06/05/2009
CJC – Dia 2 – Tarde
Um divertido José Arbex Jr.
Logo no início da palestra de Arbex, que abriu a mesa-redonda intitulada “Cultura, imperialismo e globalização: os mecanismos de dominação tecnológica”, pensei comigo: por que Arbex não escreve na Caros Amigos artigos divertidos como suas palestras (já havia visto outras, em Porto Alegre e Floripa)? Sua gargalhada é dessas que não se esquece e que “ganha” de cara qualquer plateia.

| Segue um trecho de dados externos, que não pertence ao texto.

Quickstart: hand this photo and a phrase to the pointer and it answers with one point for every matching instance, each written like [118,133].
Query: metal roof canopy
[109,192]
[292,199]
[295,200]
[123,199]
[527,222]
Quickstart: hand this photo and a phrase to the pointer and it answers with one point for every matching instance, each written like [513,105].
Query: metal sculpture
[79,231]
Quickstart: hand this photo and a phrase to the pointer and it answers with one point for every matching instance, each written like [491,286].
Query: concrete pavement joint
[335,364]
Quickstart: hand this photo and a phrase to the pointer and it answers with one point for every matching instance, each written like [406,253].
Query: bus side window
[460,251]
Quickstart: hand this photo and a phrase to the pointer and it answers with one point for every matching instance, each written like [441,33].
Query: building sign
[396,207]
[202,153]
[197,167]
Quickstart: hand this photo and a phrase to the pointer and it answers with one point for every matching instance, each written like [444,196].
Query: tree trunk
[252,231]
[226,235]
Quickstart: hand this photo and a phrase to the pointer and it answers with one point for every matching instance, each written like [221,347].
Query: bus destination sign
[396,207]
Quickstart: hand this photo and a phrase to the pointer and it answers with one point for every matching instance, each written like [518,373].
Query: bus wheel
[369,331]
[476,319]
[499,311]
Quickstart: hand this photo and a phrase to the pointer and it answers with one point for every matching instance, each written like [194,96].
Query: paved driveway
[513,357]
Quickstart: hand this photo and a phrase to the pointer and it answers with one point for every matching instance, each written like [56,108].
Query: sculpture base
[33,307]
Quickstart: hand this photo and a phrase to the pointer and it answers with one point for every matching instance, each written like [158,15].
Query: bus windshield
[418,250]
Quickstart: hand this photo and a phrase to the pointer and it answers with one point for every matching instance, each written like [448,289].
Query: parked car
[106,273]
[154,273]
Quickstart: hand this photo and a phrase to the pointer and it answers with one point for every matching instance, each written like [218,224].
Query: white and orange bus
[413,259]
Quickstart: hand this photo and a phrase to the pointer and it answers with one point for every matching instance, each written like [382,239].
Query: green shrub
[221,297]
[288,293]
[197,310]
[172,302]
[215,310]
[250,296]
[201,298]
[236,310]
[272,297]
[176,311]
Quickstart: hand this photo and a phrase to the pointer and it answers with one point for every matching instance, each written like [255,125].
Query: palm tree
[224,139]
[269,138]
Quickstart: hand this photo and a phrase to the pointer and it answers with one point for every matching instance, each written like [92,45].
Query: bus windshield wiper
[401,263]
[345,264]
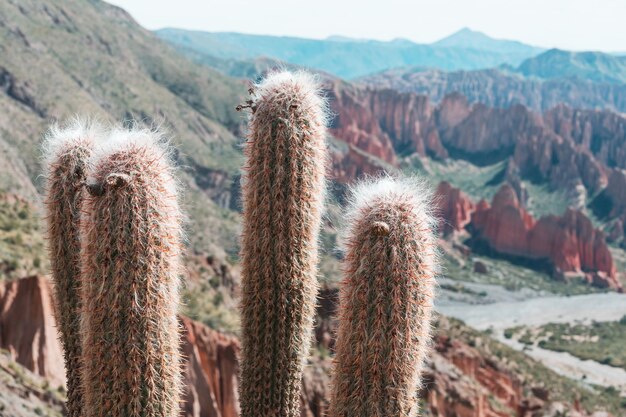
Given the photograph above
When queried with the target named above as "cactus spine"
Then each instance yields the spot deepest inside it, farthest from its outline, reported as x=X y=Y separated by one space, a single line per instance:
x=131 y=243
x=67 y=151
x=385 y=301
x=283 y=188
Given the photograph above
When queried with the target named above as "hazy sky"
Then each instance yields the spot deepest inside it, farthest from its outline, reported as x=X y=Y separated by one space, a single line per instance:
x=567 y=24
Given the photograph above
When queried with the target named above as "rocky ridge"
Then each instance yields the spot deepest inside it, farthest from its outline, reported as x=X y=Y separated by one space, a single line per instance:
x=570 y=244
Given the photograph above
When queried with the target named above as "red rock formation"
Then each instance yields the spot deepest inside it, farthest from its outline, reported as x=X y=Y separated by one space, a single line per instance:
x=563 y=147
x=473 y=381
x=454 y=208
x=27 y=327
x=614 y=196
x=505 y=224
x=570 y=241
x=211 y=371
x=356 y=125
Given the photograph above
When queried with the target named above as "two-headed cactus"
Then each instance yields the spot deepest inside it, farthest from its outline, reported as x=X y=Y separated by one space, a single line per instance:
x=115 y=268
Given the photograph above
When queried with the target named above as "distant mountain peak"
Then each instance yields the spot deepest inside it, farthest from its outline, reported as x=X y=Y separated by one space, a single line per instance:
x=470 y=38
x=464 y=37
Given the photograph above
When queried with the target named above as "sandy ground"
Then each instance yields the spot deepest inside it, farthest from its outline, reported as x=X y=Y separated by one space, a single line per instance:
x=533 y=312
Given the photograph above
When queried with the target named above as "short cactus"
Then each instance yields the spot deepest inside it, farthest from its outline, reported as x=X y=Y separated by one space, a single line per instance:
x=385 y=301
x=66 y=151
x=130 y=269
x=283 y=188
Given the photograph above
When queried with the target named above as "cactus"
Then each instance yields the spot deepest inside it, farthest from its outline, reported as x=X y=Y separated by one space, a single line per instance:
x=385 y=301
x=283 y=188
x=130 y=264
x=66 y=152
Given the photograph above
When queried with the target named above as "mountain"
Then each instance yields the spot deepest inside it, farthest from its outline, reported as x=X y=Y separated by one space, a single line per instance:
x=591 y=66
x=503 y=87
x=468 y=38
x=61 y=58
x=344 y=57
x=68 y=56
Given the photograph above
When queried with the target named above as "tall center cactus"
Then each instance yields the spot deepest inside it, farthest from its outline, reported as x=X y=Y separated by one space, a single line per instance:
x=385 y=301
x=282 y=204
x=130 y=266
x=67 y=151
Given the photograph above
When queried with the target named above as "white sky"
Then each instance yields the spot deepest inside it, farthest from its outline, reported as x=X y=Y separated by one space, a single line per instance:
x=566 y=24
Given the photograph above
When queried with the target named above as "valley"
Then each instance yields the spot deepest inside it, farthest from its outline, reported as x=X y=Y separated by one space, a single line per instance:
x=529 y=175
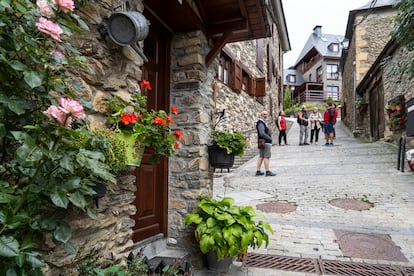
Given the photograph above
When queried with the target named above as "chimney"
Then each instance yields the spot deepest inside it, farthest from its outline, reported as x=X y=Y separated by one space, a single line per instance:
x=317 y=30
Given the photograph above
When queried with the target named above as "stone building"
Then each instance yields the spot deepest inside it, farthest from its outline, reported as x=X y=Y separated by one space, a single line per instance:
x=315 y=75
x=181 y=57
x=368 y=31
x=382 y=87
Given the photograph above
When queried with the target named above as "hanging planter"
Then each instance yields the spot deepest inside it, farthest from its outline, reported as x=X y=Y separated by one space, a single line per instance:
x=134 y=149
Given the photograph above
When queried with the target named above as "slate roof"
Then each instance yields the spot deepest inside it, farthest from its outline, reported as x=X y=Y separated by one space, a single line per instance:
x=321 y=43
x=291 y=71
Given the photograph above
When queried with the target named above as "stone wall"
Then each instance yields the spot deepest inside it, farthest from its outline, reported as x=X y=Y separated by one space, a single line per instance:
x=191 y=92
x=106 y=238
x=116 y=71
x=371 y=34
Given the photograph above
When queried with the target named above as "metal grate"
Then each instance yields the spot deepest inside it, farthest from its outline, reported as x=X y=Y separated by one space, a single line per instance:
x=282 y=263
x=325 y=267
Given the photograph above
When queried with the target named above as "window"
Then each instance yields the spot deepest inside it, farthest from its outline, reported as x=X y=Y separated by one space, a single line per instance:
x=334 y=47
x=223 y=73
x=246 y=82
x=332 y=71
x=260 y=53
x=332 y=91
x=319 y=72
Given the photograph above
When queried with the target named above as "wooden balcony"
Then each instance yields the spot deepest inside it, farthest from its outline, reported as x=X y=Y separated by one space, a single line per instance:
x=312 y=92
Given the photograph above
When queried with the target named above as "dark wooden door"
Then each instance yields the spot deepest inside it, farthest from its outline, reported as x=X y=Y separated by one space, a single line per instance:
x=377 y=111
x=152 y=180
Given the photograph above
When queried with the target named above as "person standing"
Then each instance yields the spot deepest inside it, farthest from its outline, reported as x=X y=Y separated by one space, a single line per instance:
x=264 y=154
x=329 y=120
x=303 y=120
x=315 y=119
x=282 y=126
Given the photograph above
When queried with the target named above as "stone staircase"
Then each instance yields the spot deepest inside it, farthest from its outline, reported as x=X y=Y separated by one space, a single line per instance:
x=238 y=161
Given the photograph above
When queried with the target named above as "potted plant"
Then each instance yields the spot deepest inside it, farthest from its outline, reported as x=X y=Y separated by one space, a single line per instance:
x=225 y=146
x=227 y=230
x=141 y=128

Arbex fez elogios à iniciativa do congresso, do qual a Caros é apoiadora, mas não deixou de apontar lacunas. Disse que a educação que as escolas do MST promovem por todo o Brasil, amparadas no método genuinamente brasileiro de Paulo Freire, deveriam constar do programa, assim como as nuances e as riquezas do regionalismo. Para ele, o jornalismo cultural no Brasil é uma indústria do press release e nada a ver com cultural.
O cerne da sua palestra foi um assunto que, para ele, o jornalismo dito cultural deveria estar abordando com seriedade: a incorporação do discurso da produtividade e da eficácia como valores supremos, que eclipsam qualquer humanidade. Em outras palavras, a velha reificação do homem.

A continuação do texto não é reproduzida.